We have not yet had the kids' mikveh (Jewish conversion ritual) or given them Hebrew names. If they'd been born to us, they'd be considered Jewish from birth, and they'd have received their names shortly thereafter (M at his circumcision, K at her naming ceremony). But, because we adopted them, we have to do a ritual conversion and give them names now.
Our rabbi isn't concerned that we haven't done these things yet. However, I'd like to get on with them. I've been hearing questions like, "Mom? What's Dash and Violet's Hebrew names?" Further, K will need to know her Hebrew name next year when she begins religious school.
We expect that the mikveh will be fun and easy, since there's a beautiful, progressive facility a few towns away and the kids love water. I've both experienced and witnessed the ritual, which entails a thorough scrubbing beforehand in a bath and then immersing three times in the ceremonial pool. I think the only difficulties will be scheduling it and getting the kids out of the pool afterwards.
So the complicated part is figuring out what our kids' Hebrew names ought to be. M and K's American first names are their Russian first names; then they each have two middle names. One of these memorializes a beloved relative; the other is my last name. Their own last name they share with Peter. Yes, that's right: Peter and the kids have one last name and I have another. We gave each kid my last name as a middle name because we'd read that adopted kids, especially older ones, worry about the commitment of the family member not "on the team."

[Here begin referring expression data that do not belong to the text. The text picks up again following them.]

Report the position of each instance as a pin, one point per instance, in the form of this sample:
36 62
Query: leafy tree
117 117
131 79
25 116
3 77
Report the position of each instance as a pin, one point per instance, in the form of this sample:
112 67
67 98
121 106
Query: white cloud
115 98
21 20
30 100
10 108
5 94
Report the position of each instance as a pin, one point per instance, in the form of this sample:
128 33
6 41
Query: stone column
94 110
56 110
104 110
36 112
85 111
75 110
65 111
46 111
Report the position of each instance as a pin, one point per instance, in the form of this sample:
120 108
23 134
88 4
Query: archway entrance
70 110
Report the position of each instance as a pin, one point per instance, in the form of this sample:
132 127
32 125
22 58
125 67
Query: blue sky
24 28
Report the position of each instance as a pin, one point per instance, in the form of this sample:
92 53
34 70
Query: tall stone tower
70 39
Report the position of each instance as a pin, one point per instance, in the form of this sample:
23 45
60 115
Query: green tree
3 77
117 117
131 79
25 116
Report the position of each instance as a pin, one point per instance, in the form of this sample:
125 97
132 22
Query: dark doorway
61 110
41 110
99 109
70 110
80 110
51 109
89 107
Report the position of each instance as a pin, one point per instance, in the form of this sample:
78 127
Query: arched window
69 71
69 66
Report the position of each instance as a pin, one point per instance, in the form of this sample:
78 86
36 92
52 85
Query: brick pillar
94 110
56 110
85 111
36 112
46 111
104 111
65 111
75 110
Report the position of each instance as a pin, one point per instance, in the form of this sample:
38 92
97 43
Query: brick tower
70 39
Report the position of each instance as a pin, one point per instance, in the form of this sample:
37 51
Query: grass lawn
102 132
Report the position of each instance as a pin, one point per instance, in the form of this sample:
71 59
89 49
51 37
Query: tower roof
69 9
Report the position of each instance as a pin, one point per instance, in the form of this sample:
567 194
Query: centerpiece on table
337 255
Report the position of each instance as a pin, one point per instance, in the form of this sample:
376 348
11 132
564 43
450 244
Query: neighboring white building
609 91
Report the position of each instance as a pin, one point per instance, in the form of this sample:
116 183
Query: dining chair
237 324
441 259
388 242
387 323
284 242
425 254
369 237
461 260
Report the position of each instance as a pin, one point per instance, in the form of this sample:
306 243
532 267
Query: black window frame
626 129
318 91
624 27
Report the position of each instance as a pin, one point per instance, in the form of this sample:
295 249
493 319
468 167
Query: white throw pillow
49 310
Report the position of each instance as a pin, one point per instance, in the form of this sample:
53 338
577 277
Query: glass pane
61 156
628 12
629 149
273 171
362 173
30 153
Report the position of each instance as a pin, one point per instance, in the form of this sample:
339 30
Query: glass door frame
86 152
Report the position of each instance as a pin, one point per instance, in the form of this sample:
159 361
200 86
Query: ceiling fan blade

So--we have passed on some family names in English and passed on both last names while still keeping the Russian names. We hope M and K will feel a loving combination of claimed and respected when they understand our reasons. But the Hebrew names? What to do about those? Our rabbi suggests we let them be"son of" and "daughter of" Peter and me, not of Abraham and Sarah, the way adult converts are named. But we're still hashing out the rest. Should we name them for more relatives? How about honoring their birthparents somehow? Their caregiver Mama A? We're still working on the problem.